Support to military children facilitated by HE institutions can extend beyond their post-18 student base. With many universities offering outreach programmes to primary and secondary schools, sixth forms and Further Education colleges, there are real opportunities to enhance a service child’s educational journey. Supporting pre-university students through the challenges of being a service child instills confidence in HE institutions and encourages continuation of education to university.

Commitment to support

The Armed Forces Covenant is a promise by the nation ensuring that those who serve or who have served in the armed forces, and their families, are treated fairly. By signing the covenant, HE institutions codify a pledge to acknowledge and understand the lives of those who serve, or have served, and their families, committing to ensuring they are treated with respect and fairness.

As signatories, HE institutions are well placed to offer meaningful support. It demonstrates to students from a military background that they are supported and accepted, and offers reassurance that their institution recognises the challenges of their way of life.
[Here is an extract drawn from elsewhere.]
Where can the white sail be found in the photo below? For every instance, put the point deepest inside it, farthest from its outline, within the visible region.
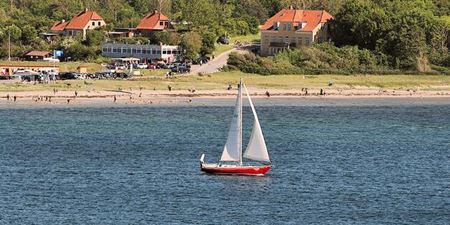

This should not be underestimated – HE institutions are not expected to know and understand everything that a military background involves but making the commitment to learn from those who have lived experiences is instrumental to such students’ inclusivity.

Universities educate the next generation of teachers, doctors, nurses, and professionals entering other community-focused roles. In these roles, interaction with service families – knowingly or not – is likely to occur, however in the training for such positions, there is little acknowledgement of the challenges that service children face.

Sessions on such a subject should be embedded within university-level vocational degrees for the healthcare, education, and social work sectors. These sessions should be run by the armed forces’ families federations and informed by service children on what it means to grow up in a military environment and what tangible support would mean to them.

This is just a start. So much more support can be implemented by the education sector to support young people from a military background. From specified training for academics and professional services staff and education of our health and social care students on the challenges that service children face, to becoming signatories to the Armed Forces Covenant, and collaboration with organisations such as the Service Children’s Progression Alliance, there are manifest opportunities for universities to move in a direction of meaningful change.

2 responses to “Understanding the needs of students from military families

  1. Thanks for highlighting this important subject on WonkHE. A number of universities participate in Military Education Committees, which are an important means of supporting students who are attached to service units alongside their academic studies (some of whom may ultimately go on to have a career in the military), as well as learning about the experiences of those in the armed forces more generally. Where universities are signatories of the Armed Forces Covenant, participation in a Military Education Committee and its associated activities helps to demonstrate that pledge in action. https://www.comec.org.uk/military-education-committees/

  2. Lizzie’s helpful article does not mention the tacit and overt hostility faced by students from a Service family or indeed, students who are Service leavers. The root of much of this is non-comprehension from both sides. Students from non-Service backgrounds might have been fed all sorts of misinformation about Defence and students from Service families may not have have been equipped to engage with those whose perspectives on the world differ so markedly from theirs.

    As a veteran myself, I’m very fortunate to work in a university where public service is promoted and there is a Veteran and Families Institute but I am acutely aware from my own earlier experiences of HE as a UG and PG student that the prevailing atmosphere for service leavers and families can be somewhat unpleasant at times.